Approach

It’s an App

goMortgage is an app. You create a text file (*.gom) that instructs goMortgage what to do. Want to change the model structure? Change the source data? Change the features in the model? Change the sampling scheme? These are easy changes to the .gom file. There’s no need to hack into your code, create a bunch of new tests and hope that the changes won’t cause some unintended consequences.

The output of a goMortgage run is placed in a directory you specify. The directory includes the .gom file, a log file, the model, a summary from the data build, the cost curves from the model build, and all graphical assessments of the model. Other outputs are saved to ClickHouse tables.

One-stop Shopping

goMortgage handles the entire model building process. It will

  • build the dataset
  • build the model
  • assess the model

Data

goMortgage employs three sets of data. Ideally they are, but do not have to be, disjoint. The three sets are:

  • model. The data used to fit the coefficients of the model.
  • validation. The data used to determine early stopping during the fit process.
  • assessment. The data used to build graphical and numeric assessments of the model.

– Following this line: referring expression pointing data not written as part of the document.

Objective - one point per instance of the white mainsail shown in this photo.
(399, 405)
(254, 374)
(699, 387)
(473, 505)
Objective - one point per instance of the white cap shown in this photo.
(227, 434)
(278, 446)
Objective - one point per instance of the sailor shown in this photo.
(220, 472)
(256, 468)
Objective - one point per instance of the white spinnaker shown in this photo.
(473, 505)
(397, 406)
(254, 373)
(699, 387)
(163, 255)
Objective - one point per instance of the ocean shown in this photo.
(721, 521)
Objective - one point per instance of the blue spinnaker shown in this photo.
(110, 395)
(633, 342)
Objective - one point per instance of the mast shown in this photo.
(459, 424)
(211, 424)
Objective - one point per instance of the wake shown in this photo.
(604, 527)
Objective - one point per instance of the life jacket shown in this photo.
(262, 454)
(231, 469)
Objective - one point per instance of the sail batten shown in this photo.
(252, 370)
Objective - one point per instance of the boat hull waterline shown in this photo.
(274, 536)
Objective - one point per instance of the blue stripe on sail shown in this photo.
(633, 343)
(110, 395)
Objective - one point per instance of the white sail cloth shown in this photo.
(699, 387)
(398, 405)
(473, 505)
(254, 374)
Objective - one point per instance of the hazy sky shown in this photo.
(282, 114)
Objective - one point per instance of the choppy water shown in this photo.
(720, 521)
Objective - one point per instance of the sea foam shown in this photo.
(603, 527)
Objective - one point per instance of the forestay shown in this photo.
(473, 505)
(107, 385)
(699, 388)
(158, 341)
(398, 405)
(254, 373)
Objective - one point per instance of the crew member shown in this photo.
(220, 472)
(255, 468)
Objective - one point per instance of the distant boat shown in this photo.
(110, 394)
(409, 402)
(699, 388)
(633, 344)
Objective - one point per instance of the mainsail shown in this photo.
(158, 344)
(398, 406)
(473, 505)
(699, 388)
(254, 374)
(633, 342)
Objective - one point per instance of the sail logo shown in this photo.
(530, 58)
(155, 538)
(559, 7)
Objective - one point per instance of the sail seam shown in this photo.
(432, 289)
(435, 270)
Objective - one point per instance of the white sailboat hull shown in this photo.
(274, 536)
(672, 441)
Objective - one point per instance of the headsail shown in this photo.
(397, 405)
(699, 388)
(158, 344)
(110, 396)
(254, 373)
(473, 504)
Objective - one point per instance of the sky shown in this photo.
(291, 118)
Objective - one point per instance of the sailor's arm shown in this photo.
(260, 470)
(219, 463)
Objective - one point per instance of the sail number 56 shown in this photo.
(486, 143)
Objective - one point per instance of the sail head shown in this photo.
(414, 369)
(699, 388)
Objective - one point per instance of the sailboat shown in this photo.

goMortgage will build these tables for you. It requires two source tables to do this: (1) loan data and (2) non-loan data. The non-loan data includes fields such as HPI, interest rates, and unemployment rates.

The structure of the data determines the type of model that is built. goMortgage is very flexible in the construction of the data. Hence, many types of models can be built.

See the examples page for some types that are possible.

Model

goMortgage fits neural net models. The target field may be either discrete or continuous.Two types of layers are supported: fully connected and dropout. Four activation functions are supported: relu, leaky relu, linear and softmax. There are additional options, such as L2 regularization and linearly decreasing learning rates.

Assessment

goMortgage produces a variety of model assessments, mostly graphical, to provide insight into the model performance and relationships of inputs to output.

Given the approach of goMortgage to model building, one can do something that’s very cool. It is straightforward to build the model on data up to time t and assess it on data after time t. In fact, one can march through time conducting this process to gain insight into how the model performs out of time period in a variety of economic environments. One can even perform experiments like restricting the assessment to loans, say, in California.

Extensible

goMortgage comes configured to work with Fannie and Freddie data but can be modified for other data sources. See the Bring Your Own Data guide for details on how to do this. In fact, it would not be difficult to apply goMortgage to other asset classes.